Le Mali traverse une période de turbulences sans précédent. Samedi, une vague d'attaques coordonnées a frappé plusieurs villes maliennes, dont la capitale Bamako, orchestrée par le Groupe de soutien à l'islam et aux musulmans (GSIM) en alliance avec des mouvements indépendantistes du Nord.

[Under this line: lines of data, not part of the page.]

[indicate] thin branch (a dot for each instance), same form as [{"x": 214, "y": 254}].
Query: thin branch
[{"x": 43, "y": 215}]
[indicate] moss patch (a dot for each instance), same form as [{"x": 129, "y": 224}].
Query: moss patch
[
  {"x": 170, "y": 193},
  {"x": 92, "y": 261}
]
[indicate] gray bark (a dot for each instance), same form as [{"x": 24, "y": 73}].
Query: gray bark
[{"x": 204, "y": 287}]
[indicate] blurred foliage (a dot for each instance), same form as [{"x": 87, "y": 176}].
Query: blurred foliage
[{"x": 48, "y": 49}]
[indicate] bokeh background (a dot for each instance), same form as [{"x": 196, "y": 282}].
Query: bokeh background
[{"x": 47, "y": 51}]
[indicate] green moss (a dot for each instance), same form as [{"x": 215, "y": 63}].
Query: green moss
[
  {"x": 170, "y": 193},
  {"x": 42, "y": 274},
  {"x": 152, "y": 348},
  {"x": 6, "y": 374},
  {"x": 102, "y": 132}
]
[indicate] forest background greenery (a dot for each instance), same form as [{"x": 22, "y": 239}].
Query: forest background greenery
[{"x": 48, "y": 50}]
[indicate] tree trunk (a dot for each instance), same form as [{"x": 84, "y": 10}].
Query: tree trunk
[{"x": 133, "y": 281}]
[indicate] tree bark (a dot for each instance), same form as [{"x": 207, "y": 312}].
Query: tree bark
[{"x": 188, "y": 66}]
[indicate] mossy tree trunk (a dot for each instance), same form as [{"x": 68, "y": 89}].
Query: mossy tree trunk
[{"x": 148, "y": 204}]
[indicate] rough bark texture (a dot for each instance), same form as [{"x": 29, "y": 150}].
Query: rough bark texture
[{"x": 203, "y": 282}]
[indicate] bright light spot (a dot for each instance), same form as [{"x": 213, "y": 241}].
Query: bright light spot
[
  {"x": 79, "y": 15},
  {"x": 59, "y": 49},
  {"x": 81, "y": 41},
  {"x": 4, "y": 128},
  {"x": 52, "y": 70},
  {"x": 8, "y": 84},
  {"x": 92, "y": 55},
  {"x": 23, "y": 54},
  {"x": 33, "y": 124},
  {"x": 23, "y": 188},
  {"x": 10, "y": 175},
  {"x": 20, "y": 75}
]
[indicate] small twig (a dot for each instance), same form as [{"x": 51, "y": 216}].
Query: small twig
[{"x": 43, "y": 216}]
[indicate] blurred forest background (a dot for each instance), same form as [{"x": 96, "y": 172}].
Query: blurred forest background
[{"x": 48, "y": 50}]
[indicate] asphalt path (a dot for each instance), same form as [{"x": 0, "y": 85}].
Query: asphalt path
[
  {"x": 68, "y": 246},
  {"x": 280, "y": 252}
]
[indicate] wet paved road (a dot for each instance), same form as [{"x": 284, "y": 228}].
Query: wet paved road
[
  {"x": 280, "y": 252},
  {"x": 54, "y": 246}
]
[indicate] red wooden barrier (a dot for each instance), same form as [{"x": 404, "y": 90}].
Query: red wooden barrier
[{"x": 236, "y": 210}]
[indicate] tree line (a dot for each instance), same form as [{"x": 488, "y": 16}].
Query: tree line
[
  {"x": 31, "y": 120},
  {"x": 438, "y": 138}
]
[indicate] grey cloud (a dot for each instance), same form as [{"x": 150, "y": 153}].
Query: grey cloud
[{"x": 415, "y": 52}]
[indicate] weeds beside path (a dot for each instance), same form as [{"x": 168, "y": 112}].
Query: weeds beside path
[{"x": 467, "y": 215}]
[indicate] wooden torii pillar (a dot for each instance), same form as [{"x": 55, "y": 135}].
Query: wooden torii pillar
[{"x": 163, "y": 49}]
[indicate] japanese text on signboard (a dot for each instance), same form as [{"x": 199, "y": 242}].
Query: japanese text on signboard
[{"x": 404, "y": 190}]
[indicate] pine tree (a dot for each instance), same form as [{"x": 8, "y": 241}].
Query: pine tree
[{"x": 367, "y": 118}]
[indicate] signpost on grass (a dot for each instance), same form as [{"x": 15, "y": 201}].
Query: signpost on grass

Le bilan le plus symbolique : l'assassinat du général Mahamat Diallo, vice-président de la junte au pouvoir depuis 2021. Cette disparition ébranle non seulement l'équilibre interne du régime, mais aussi son partenariat stratégique avec la Russie, dont Diallo était l'architecte principal. Les autorités maliennes font face à une remise en question majeure de leur légitimité et de leur capacité à maintenir la stabilité.
La fin d'un homme-clé du rapprochement russo-malien
Le général Mahamat Diallo incarnait bien plus qu'un simple dignitaire militaire : il était le visage du pivot géopolitique malien vers Moscou. Depuis 2021, ce proche du colonel Assimi Goïta avait orchestré le rapprochement avec les autorités russes, notamment le déploiement du groupe Wagner et l'acquisition d'équipements militaires. Sa mort représente une fracture symbolique majeure dans l'édifice sécuritaire que la junte tentait de construire. Les observateurs régionaux s'interrogent désormais sur la continuité de cette alliance, particulièrement sur les modalités du soutien militaire russe et la viabilité des contrats en cours de négociation.